One issue I've been having... is data. I think I've come to the conclusion that you're better off separating data for the puposes of historical back testing vs live trading.

What I mean is, of course it would be nice to have one provider of both historical & live data... but in reality it seems to me a far better solution to use someone like www.tickdata.com for historicals (backtesting) and another provider for live trading (be that eSignal, Zen Fire, IB etc..etc..).

Although it's imperfect in that it requires a little data management, I do think in the end you get a better solution.

Can I ask who your data providers are and how you use them...? It would be of value to hear from someone who is live trading with real money on this most critical issue... Data!!!

Thanks
 
Quote from Siddhartha:

Can I ask who your data providers are and how you use them...? It would be of value to hear from someone who is live trading with real money on this most critical issue... Data!!!

Thanks
Siddhartha, I came to the same conclusion :
- I use IQFeed ( http://www.iqfeed.net/Amibroker ) Basic Service for my 1-minute historical data. I only use data for futures & equities, but I've been told that the options data is good too. Very wide selection of symbols, reliable system, and good data for a reasonable fee ($55/month -- plus real-time fees if you need it). AmiBroker has a native plug-in for IQFeed and there is a discount for AmiBroker users.

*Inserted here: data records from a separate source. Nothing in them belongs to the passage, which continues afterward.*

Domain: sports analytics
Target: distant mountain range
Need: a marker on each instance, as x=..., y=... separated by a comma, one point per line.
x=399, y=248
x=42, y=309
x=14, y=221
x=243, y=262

- I use IB's real-time data for trading within OpenQuant. I only keep enough historical data in OpenQuant for development & debugging -- I don't to backtests there.

- I used to compare the IB/OpenQuant 1-min bars I receive and the IqFeed historical 1-min bars I download at the end of the day. They are very close but not exactly the same. To 'Big Game Hunter's post in this thread, a few seconds here and there change the shape of the bars. After observing and obsessing about this for some time, I realized that the results don't change much for my current strategies. So I've let it go and don't look at this discrepancy any more.